Wednesday, July 10, 2019

Going back to work after having a baby.

Going back to work for me was a really tough decision. I didn't have a job when I was pregnant so I had to find my way into the career I studied hard at university for, whilst juggling a family. For me I didn't have a 'time is up, go back to work' situation because during my maternity I was hunting for a job.


I knew it was going to be difficult. Although I longed to go back into a workplace, I dreaded the idea of leaving my little boy.

The first big step came when I was offered one day at my partners work. It gave me that step-in that I needed, whilst letting me ease myself into a world away from Rupert.

Finding childcare was difficult. Looking at a long list of childminders and nurseries and trying to decide which one is best for us both. Then who do I leave him with, how can I trust them when I don't even know them. But it's a long process of finding the right person, having meetings and settling in days, getting him used to the idea that I won't always be there.

The first day was rough. Rupert cried when I left him, I cried as I walked away. Knowing it was going to be good for us both, but feeling completely heartbroken.

Financially, going back to work I wasn't earning any more. If anything it was putting us in a worse position. Weighing up the pros and cons was a huge part of the it.

Pros:

Being me again
This was probably the thing that outweighed everything. I was so excited to take time away from being 'Mom'. I longed for days when I could talk to other adults about what's on TV, drink a hot drink in peace and contribute to something and feel useful.

Socialising
This, I guess, is a part of being me again but I really looked forward to being able to socialise with adults.

Childcare
Childcare costs was a huge con but once we had found the right person to look after our little boy, everything was made a lot easier. He is able to go on lovely days out, play with new toys and interact with other children his age. He has come a long so much with his social skills since going to the childminder.

Making the most of it all
We spend less time together now and although it is a huge con, I find that I make the most out of every situation.

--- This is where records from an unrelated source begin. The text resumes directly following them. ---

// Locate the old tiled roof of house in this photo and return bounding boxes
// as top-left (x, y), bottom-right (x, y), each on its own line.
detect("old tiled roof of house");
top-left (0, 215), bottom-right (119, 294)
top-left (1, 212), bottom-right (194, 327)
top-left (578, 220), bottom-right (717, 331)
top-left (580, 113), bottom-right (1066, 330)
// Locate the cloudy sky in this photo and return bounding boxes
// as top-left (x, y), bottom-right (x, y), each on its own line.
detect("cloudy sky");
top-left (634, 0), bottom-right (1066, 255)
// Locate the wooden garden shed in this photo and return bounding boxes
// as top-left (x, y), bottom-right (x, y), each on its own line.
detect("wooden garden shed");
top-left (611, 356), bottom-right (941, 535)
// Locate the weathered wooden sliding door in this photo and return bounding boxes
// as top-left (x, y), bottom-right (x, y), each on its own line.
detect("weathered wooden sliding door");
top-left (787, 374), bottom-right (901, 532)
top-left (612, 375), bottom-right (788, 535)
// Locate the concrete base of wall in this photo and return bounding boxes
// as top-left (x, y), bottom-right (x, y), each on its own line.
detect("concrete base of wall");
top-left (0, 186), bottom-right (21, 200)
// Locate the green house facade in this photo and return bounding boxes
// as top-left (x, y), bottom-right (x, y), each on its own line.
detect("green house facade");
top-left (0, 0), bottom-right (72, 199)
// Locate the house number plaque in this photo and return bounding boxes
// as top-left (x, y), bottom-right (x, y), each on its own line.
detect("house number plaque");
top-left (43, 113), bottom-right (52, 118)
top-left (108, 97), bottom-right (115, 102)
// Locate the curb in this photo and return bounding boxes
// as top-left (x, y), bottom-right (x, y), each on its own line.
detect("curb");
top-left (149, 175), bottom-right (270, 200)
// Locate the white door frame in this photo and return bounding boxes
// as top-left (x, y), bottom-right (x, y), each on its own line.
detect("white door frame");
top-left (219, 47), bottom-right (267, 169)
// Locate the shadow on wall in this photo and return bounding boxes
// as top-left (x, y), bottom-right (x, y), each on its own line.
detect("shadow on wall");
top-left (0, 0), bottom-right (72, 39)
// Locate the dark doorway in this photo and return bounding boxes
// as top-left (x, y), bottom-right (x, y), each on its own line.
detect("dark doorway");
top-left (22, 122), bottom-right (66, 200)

I take in more and on our days together I put more effort into making them as good as possible.

Seperation
They say it makes the heart grow fonder and It is so true. On the days when I am alone at home with Ru I feel like I miss out on appreciating little things because I'm tired or worn out from a full day of play.When I go to work and get home to cuddles and bath time, they are more special.

Cons:

FOMO
The fear of missing out. I'm petrified that he is going to say his first sentence, explore a new place and  have more 'firsts' without me. I want to be there for everything and I feel like I'm failing as a parent by not being there. The worst feeling is picking him up after a day of not being together and he falls asleep in the pram, done for the night. Feeling like I've missed an entire day of being with him, one ill never get back again.

Childcare
Paying for someone I don't know very well to look after my kid was a hard thing to get my head around and paying for childcare means that I pretty much break even with my wages. So financially I wasn't gaining anything by putting him in childcare. I felt selfish, because I was doing this for me. But as time goes by you realise they benefit to.

Physically draining
Having a full time job, keeping up a household and having to look after a baby too is extremely draining. It takes a while to get used to. Early mornings to get the both of you ready to get to the childminders before going to work, then pick up and the night time routine which turns into late nights.

Routine
Establish a routine with a little one is so hard and I've found that on the days Ru is at the minders his routine is thrown and it echos throughout the week. It's not her fault as she has to do what's best for all children and she takes them out. But coming home later than usual means I have to try and keep him awake til bedtime and sometimes bedtime doesn't even happen because of late naps.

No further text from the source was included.